= Rachel Barr =

American academic

Rachel Barr is a professor at Georgetown University.

She is currently the co-director of graduate studies in the Department of Psychology at Georgetown University. Her research focuses on understanding the learning and memory mechanisms that develop during infancy. Because infants are preverbal, her techniques rely on imitation and learning methods to find out what infants have learned and how well and how long they remember it. Her previous research has focused on how infants pick up information from different media sources, television, siblings, adults, and different contexts. Most recently, Barr's studies focus on factors that might enhance infant learning from television.

Barr's lab is called the Georgetown Early Learning Project.

In 2005, Barr became part of the Sesame Beginnings Advisory Board, which included other "national child development and media experts". This year also marked her involvement in the ZERO TO THREE Leaders Development Initiative. In addition, Barr has worked as a supervisor and voiceover for Nick Jr.'s Curious Buddies series of videos aimed at infants and toddlers.
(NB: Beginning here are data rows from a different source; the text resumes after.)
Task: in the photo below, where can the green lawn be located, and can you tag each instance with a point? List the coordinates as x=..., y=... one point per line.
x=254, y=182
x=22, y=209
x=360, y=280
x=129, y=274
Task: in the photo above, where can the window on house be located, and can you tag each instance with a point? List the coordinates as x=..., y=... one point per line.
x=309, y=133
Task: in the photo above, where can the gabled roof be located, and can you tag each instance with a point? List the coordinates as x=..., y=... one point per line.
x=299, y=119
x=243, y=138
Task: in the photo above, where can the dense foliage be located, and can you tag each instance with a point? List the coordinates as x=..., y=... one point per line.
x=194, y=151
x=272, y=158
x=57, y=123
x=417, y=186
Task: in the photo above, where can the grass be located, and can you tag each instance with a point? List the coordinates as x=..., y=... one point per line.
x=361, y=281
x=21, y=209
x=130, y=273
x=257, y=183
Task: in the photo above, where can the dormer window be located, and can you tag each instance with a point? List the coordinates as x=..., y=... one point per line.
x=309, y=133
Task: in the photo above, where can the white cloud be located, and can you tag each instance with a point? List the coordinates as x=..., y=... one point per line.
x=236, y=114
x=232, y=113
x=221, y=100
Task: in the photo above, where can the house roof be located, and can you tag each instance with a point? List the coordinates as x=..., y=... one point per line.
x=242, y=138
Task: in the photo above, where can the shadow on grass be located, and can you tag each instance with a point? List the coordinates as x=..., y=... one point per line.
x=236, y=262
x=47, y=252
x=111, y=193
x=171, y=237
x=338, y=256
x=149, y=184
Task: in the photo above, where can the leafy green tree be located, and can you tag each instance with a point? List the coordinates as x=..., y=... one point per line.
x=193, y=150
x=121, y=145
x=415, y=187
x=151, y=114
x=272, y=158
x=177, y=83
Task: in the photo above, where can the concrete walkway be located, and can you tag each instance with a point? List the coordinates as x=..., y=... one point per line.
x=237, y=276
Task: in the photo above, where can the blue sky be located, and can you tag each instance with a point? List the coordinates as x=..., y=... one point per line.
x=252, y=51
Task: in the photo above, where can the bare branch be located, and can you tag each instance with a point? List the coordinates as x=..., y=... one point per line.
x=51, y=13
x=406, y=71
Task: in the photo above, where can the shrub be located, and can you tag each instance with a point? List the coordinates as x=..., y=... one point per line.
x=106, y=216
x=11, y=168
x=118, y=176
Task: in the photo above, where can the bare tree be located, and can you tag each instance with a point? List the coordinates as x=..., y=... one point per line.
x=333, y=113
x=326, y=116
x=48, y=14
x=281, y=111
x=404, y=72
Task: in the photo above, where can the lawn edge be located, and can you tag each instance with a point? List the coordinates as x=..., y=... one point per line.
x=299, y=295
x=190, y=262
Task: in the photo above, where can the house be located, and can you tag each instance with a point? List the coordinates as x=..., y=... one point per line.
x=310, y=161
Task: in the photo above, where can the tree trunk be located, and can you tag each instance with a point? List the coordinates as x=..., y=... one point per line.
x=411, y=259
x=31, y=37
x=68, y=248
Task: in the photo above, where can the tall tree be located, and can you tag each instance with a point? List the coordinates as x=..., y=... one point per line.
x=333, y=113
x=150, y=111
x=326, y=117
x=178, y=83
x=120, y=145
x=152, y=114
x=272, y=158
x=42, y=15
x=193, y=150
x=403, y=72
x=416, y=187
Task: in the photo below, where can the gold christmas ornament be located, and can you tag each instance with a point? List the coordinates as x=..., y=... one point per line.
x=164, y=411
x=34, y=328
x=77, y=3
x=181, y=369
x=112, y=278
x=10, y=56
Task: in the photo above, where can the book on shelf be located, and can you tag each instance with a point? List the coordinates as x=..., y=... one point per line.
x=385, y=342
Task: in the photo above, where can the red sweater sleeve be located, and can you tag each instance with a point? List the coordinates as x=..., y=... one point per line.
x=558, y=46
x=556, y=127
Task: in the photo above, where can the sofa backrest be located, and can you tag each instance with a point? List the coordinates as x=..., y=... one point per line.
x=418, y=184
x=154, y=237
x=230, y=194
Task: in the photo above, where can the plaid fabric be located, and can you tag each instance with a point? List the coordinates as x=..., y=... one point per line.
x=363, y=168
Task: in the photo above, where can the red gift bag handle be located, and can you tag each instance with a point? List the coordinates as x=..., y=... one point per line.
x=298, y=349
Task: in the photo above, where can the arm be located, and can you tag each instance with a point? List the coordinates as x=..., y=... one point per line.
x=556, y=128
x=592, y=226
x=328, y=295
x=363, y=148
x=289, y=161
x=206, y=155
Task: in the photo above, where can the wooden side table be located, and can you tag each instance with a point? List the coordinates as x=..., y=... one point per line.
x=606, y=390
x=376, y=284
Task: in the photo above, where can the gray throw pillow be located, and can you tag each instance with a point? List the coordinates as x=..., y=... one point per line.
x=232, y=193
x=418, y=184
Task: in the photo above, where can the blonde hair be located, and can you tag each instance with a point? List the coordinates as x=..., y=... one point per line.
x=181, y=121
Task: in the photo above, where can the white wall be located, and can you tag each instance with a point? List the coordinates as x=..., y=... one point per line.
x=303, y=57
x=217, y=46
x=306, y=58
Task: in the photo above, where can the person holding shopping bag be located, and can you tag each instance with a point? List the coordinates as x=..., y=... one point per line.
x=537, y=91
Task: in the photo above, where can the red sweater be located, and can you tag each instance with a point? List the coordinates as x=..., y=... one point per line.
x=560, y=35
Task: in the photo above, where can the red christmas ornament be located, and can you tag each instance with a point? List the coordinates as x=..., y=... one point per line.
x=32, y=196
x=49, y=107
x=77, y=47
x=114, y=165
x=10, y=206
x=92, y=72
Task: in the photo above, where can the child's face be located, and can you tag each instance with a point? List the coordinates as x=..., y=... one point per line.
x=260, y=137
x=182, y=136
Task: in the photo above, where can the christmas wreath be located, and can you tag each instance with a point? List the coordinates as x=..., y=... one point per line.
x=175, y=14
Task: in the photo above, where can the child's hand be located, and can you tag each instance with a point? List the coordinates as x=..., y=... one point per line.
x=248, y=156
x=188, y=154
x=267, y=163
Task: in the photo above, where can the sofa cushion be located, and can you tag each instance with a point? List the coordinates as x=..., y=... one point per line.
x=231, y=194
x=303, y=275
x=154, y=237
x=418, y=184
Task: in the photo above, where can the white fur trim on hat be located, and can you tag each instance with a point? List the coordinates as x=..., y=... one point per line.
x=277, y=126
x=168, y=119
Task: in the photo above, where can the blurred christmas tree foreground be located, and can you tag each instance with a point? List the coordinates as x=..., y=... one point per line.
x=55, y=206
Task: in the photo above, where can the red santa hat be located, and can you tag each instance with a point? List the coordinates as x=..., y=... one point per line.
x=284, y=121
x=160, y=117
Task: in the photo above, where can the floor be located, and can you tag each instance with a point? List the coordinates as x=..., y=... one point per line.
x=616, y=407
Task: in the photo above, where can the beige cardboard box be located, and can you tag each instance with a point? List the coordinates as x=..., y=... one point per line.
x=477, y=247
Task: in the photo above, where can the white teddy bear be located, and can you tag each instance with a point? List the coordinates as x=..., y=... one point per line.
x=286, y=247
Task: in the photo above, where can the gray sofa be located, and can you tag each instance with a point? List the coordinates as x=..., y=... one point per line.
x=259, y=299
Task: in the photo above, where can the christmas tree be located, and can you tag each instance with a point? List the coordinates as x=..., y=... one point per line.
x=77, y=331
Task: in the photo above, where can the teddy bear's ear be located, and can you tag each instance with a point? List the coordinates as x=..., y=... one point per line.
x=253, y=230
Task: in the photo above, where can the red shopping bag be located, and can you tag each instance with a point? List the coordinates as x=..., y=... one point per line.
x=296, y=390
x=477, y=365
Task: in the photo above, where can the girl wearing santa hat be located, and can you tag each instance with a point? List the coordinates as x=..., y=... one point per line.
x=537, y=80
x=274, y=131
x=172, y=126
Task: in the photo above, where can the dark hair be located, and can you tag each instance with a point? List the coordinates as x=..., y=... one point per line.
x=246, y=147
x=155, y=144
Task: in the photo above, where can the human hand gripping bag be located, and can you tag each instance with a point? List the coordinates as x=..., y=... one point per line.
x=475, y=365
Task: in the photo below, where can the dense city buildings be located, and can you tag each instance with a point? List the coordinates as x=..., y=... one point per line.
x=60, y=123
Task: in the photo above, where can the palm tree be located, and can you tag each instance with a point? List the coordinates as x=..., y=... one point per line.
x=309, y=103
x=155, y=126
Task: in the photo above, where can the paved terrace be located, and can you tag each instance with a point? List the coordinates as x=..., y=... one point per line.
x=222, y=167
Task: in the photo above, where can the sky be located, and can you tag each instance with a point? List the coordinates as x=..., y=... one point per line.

She is currently a reviewer for many popular and prestigious peer journals including: Journal of Experimental Child Psychology, Infant Behavior and Development, Developmental Psychobiology, Developmental Psychology, Developmental Science, Current Directions in Psychological Science, Archives of Pediatric and Adolescent Research, Child Development, Infant and Child Development. Her posters and presentations are often found at international child development conferences such as SRCD and ISIS.

Her education includes a Ph.D. in Developmental Psychology (completed in 1998), Diploma in Clinical Psychology, and BSc. (Hons) in Psychology from the University of Otago.